C’est une caractéristique des zones tropicales et intertropicales du monde entier qui relève de ce que l’on appelle la « latérite » mais plus scientifiquement les carapaces « latéritiques ». Ces carapaces résultent dune altération d'un mode particulier dit "latéritique" des roches sous jacentes.

 Il existe une théorie à laquelle les géologues semblent adhérer uniformément, qui attribue ça à un mode de "lessivage" particulier de l'altération "superficielle" des roches en climat du genre équatorial où alternent des périodes pluvieuses très chaudes et très humides sous couverture végétale et marécageuse et des périodes très sèches de dessiccation intense.

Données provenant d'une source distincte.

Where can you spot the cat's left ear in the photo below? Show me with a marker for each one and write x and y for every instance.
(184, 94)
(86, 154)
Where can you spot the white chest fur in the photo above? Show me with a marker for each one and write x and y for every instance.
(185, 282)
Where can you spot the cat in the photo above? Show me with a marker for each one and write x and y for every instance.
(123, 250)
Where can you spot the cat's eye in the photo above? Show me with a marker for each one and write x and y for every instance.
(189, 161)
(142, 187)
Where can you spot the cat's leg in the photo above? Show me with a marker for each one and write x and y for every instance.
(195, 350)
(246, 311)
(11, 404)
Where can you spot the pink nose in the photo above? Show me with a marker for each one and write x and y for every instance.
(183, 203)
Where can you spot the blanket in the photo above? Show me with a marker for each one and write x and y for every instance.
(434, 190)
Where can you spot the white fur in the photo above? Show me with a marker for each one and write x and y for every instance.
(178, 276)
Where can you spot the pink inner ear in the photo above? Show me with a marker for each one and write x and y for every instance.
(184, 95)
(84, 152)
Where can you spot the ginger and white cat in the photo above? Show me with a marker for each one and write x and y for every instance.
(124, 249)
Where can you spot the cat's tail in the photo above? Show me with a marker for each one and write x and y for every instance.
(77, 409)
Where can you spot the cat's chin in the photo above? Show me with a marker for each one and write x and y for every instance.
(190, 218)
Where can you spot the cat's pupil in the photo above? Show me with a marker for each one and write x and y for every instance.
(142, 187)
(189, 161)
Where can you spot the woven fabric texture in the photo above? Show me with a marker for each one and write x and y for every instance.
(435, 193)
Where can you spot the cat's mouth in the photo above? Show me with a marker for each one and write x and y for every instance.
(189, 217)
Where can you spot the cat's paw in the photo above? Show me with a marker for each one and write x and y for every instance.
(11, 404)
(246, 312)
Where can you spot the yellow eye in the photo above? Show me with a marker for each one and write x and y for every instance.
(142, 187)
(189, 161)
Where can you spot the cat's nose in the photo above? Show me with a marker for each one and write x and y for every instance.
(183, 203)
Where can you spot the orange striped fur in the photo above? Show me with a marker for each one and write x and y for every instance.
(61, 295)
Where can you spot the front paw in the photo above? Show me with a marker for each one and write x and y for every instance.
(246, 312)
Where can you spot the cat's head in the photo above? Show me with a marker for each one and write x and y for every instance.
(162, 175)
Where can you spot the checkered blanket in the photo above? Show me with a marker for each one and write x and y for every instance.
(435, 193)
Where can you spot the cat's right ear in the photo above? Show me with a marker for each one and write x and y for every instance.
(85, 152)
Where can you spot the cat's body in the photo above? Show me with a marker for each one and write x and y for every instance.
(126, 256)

Je suis tenté de dissocier le phénomène en deux :

Le premier est essentiellement une argilisation des roches qui se produit à toutes les latitudes de façon extrêmement similaire. Tu as peut être remarqué dans nos régions que lorsqu'on fait des terrassements les roches qui apparaissent les premières sous la terre végétale sont généralement des formations tendres blanchâtres, jaunâtres, grisâtres, parfois bariolées de rouille, qui forment de la boue avec l'eau, alors que les roches saines dont elles dérivent sont de la pierre, des choses très dures qui ne risquent pas de se délayer en boue dans l'eau de pluie. Cette altération là je crois qu'elle existe partout identique à elle-même depuis les pôles jusqu'à l'équateur. Pour moi c'est la forme normale du monde minéral dans les conditions physicochimiques de notre chère surface : sur cette surface il pourra se déposer tout naturellement des sables argileux de toutes sortes à composition pouvant être tout à fait équivalente à celle d'un gneiss ou d'un granite mais il ne pourra jamais se former ce granite qui demande des températures et pressions d'un tout autre ordre. Par contre tout granite hissé jusque là par les mouvements tectoniques et découvert par l'érosion, pourra, pour peu qu'il rencontre le catalyseur démarreur convenable (hydrothermal semble-t'il) se transformer en arène argileuse, de façon irréversible (jusqu'à nouvel enfoncement profond par les forces tectoniques).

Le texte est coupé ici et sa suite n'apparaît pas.